If $\rho(A)\ge 1$, there exists an eigenvalue $\lambda$ with $|\lambda|\ge 1$ and a corresponding eigenvector $v\neq 0$ so that $$ Av = \lambda v $$ Taking $y_0 = v$, we have $$ y_k = A^k v = \lambda^k v $$ Thus $|y_k| = |\lambda|^k |v| \not\to 0$ (if $|\lambda|=1$ it does not decay; if $|\lambda|>1$ it diverges).
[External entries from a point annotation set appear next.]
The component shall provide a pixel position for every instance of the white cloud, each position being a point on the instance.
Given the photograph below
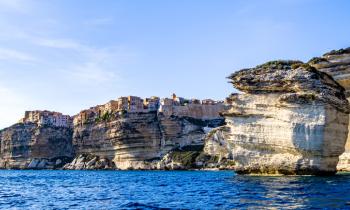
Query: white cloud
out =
(14, 5)
(59, 44)
(9, 54)
(99, 21)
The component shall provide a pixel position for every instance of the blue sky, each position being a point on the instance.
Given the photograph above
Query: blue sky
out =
(69, 55)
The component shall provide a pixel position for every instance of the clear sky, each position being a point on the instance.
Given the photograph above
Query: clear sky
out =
(68, 55)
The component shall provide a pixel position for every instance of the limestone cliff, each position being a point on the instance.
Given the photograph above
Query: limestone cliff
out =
(291, 119)
(27, 145)
(134, 140)
(337, 64)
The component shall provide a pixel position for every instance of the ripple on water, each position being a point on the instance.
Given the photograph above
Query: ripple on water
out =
(168, 190)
Therefore, $y_k\to 0$ for all initial values only if $\rho(A)<1$.

Example: Gradient Flow¶

Let $V : \mathbb{R}^n \to \mathbb{R}$ be a differentiable function. Consider the gradient flow: $$ \dot{x}(t) = -\nabla V(x(t)) $$

Equilibria satisfy $$ \nabla V(x^\star) = 0 $$ Along trajectories, $\frac{d}{dt} V(x(t)) = -|\nabla V(x(t))|^2 \le 0$. Based on the stability condition, the local minima of $V$ are asymptotically stable equilibria.

Applying Euler discretization gives $$ x_{k+1} = x_k - \alpha \nabla V(x_k) $$

This is gradient descent. At this point, discretization is no longer viewed as approximating $x(t)$. Instead: gradient descent is an algorithm designed to converge to stationary points of $V$.

How to choose a proper $\alpha$? We apply the stability condition $|1 + \alpha \lambda_i(J)| < 1$ here.

Let the iteration map be $$ F(x)=x-\alpha\nabla V(x) $$ whose Jacobian at $x^\star$ is $$ DF(x^\star)=I-\alpha\nabla^2 V(x^\star) $$ Local asymptotic stability of the fixed point requires $$ |1-\alpha\lambda_i(\nabla^2 V(x^\star))|<1, \quad \forall i $$ which is equivalent to $$ 0<\alpha\lambda_i(\nabla^2 V(x^\star))<2 $$ If $x^\star$ is a local minimizer and $V$ is $L$-smooth ($|\nabla V(x) - \nabla V(y)| \le L |x-y|$), then $$ 0\le \lambda_i(\nabla^2 V(x^\star))\le L $$ so a sufficient (uniform) condition is $$ 0<\alpha<\frac{2}{L} $$ Thus the standard step-size bound for gradient descent is precisely the linear stability condition specialized to $J=-\nabla^2V(x^\star)$, with $L$-smoothness providing a global upper bound on the spectrum.